DRAPER — The faithful from throughout the diocese gathered in person and online for the Advent Day of Reflection and Prayer, held Dec. 3 at St. John the Baptist Catholic Church and livestreamed.

The keynote presenter in English was Fr. Tristan Dillon, parochial vicar of St. George Parish in St. George; in Spanish it was Fr. Dominic Sternhagen, pastor of St. Ann Parish in Salt Lake City.

The event “was a special moment to come together in prayer and reflection,” Bishop Oscar A. Solis said in a message read by Ruth Dillon, director of the diocesan Office of Worship, at the beginning of the English event. “I commend you for taking the time to reconnect your heart with God.”

Fr. Dillon’s topic was “He Will Come: The Poetry of Advent.” During the two-hour event, he discussed six traditional poems that he tied to the liturgical season: “The Cultivation of Christmas Trees” by T.S. Eliot, “For the Time Being Advent III” by W.H. Auden, “Redemption” by George Herbert, “Advent Calendar” by Rowan Williams,” “Nativity” by John Donne and “God’s Grandeur” by Gerard Manly Hopkins.

“Poetry has always been something very beautiful to me in my life,” he said, noting that he began with Eliot’s poem because it was a “thesis” for his talk.
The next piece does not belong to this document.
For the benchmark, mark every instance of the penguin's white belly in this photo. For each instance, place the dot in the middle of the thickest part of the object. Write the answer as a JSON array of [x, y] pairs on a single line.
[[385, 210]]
The poem suggests that the spirit of wonder at Christmas that a child experiences should never turn into “bored habituation” as a person ages.
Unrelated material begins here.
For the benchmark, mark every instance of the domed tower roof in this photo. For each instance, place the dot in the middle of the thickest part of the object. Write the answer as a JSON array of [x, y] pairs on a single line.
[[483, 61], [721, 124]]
“We, as adults in this modern world, get kind of burned out by Christmas” because of preparations such as shopping, wrapping presents and cooking, rather than remembering “that this is a joyous, exciting season. … As we prep for Christmas, we’re preparing for [Christ’s] second coming,” Fr. Dillon said.

He went on to compare the images of the Auden poem to the experiences of Israel in the time of Christ, when they were suffering under Roman oppression. They were “people in need of a savior; this is the mode of Advent,” he said, noting that the first readings throughout the season are of prophets foretelling the coming of a messiah.

“We, like the Israelites, are waiting, waiting for a savior, a savior who is to come,” he said.

Explaining Herbert’s poem, Fr. Dillon said that at Christmas, Christ came as a child born in a manger, and grew to be a man who was crucified on a cross, only to “to save us in a way that we think is not possible.”

He noted that Advent is a time when Christians remember that they are still in need of a savior and are awaiting his return in glory.

 The poem “Advent Calendar” offers images that depict “life before Christ,” he said, but ends with the coming of Christ as a baby.

While discussing Donne’s poem, Fr. Dillon pointed out that the Christ child was laid in a manger from which animals fed, and Catholics, through the Eucharist “truly do eat of Christ. … That manger prefigured the fact that Christ was born to be eaten, to feed us with his very life.”

Catholics are “a people that come and gather together and witness the reality of Christmas week by week by week that our God has been born — and that is exciting and lovely and wonderful – to save us, to call us to himself, to love us and feed us with himself” with the Eucharist, he said.

“Just as we receive the child [at Christmas] we receive the Eucharist: We look upon it, we love it,” he added.

The final poem in his presentation, “God’s Grandeur,” expresses the awe Christians should feel about the coming of Christ, he said.

“I use poetry as a crutch for all of this because it’s hard to have words for what this is at Christmas Day, so I use smarter people who spend a lot of time crafting words to say the excitement, the energy – the sorrow, yes, the anticipation, yes – but the hope and reality of that manger,” he said as he concluded his talk.

In his presentation at the event in Spanish, Fr. Sternhagen spoke on “Advent: Eucharist and Expectation.”

People sometimes get distracted from living their faith, which is normal, he said, but “the importance of our faith is that, in the Eucharist, we are in the presence of Christ our Lord.”

After some silent reflection and moments of prayer, Fr. Sternhagen asked those at the event to always think and reflect on how to improve in their approach to Christ.

Intermountain Catholic reporter Laura Vallejo contributed to this article.